Introduction to gkwdist: Generalized Kumaraswamy Distribution Family

J. E. Lopes

2025-11-10

1 Introduction

The gkwdist package provides a comprehensive implementation of the Generalized Kumaraswamy (GKw) distribution family for modeling bounded continuous data on the unit interval \((0,1)\).

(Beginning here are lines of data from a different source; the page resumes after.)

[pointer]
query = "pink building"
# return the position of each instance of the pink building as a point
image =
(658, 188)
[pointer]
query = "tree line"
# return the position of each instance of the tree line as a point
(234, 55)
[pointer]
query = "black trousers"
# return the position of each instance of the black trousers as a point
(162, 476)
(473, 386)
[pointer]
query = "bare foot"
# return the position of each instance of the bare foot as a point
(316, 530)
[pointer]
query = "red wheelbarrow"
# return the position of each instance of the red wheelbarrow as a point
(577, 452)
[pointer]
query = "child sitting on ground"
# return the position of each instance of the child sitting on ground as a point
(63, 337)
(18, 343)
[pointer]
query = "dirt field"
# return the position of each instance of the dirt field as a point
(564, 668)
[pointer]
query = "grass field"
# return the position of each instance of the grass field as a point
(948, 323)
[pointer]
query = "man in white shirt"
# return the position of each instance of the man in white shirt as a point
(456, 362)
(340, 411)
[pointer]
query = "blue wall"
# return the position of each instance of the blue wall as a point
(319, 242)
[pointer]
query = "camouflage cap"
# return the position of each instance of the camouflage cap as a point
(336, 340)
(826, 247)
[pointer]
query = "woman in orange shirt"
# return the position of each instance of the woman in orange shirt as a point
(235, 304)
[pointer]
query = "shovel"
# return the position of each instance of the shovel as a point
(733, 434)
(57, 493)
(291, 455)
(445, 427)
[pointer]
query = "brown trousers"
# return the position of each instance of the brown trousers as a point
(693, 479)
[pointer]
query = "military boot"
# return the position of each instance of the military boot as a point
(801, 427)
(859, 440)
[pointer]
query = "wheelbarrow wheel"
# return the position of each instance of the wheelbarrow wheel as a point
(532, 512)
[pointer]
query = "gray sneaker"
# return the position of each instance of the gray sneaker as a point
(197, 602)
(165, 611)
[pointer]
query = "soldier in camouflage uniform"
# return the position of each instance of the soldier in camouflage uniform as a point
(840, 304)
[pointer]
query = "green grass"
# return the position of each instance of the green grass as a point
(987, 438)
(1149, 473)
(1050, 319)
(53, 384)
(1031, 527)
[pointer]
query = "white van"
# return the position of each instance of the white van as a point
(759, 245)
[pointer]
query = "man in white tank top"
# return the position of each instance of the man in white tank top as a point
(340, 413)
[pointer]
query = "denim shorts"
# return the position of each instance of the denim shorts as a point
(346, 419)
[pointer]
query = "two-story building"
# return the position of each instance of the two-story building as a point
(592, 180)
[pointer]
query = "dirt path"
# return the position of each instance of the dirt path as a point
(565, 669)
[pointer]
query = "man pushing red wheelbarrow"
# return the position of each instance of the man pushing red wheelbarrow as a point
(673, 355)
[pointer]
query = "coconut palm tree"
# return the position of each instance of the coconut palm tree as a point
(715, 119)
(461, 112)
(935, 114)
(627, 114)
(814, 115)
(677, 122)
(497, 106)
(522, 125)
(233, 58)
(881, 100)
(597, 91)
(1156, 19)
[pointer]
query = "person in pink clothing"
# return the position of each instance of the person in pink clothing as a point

All functions are implemented in C++ via RcppArmadillo, providing substantial performance improvements over pure R implementations.

1.1 Key Features

library(gkwdist)

2 The Distribution Family

2.1 Mathematical Foundation

The five-parameter Generalized Kumaraswamy distribution has probability density function:

\[f(x; \alpha, \beta, \gamma, \delta, \lambda) = \frac{\lambda\alpha\beta x^{\alpha-1}}{B(\gamma, \delta+1)} (1-x^\alpha)^{\beta-1} [1-(1-x^\alpha)^\beta]^{\gamma\lambda-1} \{1-[1-(1-x^\alpha)^\beta]^\lambda\}^\delta\]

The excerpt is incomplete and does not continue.